Merge "Improve ansible logging within tripleoclient"

2020-06-04 08:20:54 +00:00 · 2020-06-04 08:20:54 +00:00 · 8ed583465e
parent 273b524df8 e9665ed8bb
commit 8ed583465e
1 changed files with 267 additions and 0 deletions
--- a/specs/victoria/ansible-logging-tripleoclient.rst
+++ b/specs/victoria/ansible-logging-tripleoclient.rst
@ -0,0 +1,267 @@
+..
+ This work is licensed under a Creative Commons Attribution 3.0 Unported
+ License.
+
+ http://creativecommons.org/licenses/by/3.0/legalcode
+
+==================================================
+Improve logging for ansible calls in tripleoclient
+==================================================
+
+Launchpad blueprint:
+
+https://blueprints.launchpad.net/tripleo/+spec/ansible-logging-tripleoclient
+
+Problem description
+===================
+Currently, the ansible playbooks logging as shown during a deploy, upgdate or
+upgrade (called "actions" later) is either too verbose, or not enough.
+
+We also don't really have any history about the actions done on the stack,
+meaning we're essentially unable to say when something was changed, was it
+a success or a failure, and so on.
+
+Requirements for the solution
+=============================
+No new service addition
+-----------------------
+We are already trying to remove things from the Undercloud, such as Mistral,
+it's not in order to add new services.
+
+No increase in deployment and day-2 operations time
+---------------------------------------------------
+The solution must not increase the time taken for deploy, update, upgrades,
+scaling and any other actions.
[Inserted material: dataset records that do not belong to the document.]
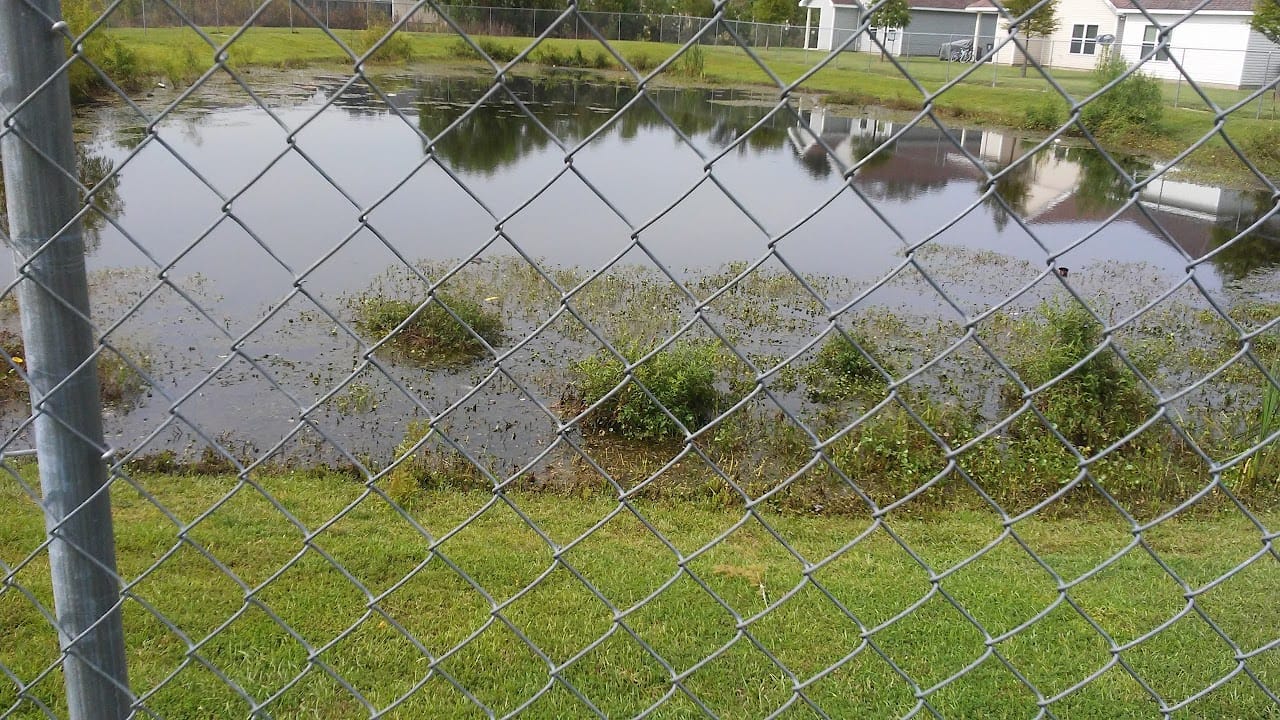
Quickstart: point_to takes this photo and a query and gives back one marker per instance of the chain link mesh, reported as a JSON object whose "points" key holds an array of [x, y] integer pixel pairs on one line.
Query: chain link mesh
{"points": [[246, 593]]}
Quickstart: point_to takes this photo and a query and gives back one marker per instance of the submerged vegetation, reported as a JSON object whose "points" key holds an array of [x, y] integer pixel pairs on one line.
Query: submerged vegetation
{"points": [[831, 431], [681, 378], [444, 331]]}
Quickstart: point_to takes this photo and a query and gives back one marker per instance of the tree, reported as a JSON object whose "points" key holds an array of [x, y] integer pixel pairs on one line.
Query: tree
{"points": [[892, 13], [1266, 19], [1041, 23], [775, 12]]}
It must be 100% transparent to the operator.
+
+Use existing tools
+------------------
+In the same way we don't want to have new services, we don't want to reinvent
+the wheel once more, and we must check the already huge catalog of existing
+solutions.
+
+KISS
+----
+Keep It Simple Stupid is a key element - code must be easy to understand and
+maintain.
+
+Proposed Change
+===============
+
+Introduction
+------------
+While working on the `Validation Framework`_, a big part was about the logging.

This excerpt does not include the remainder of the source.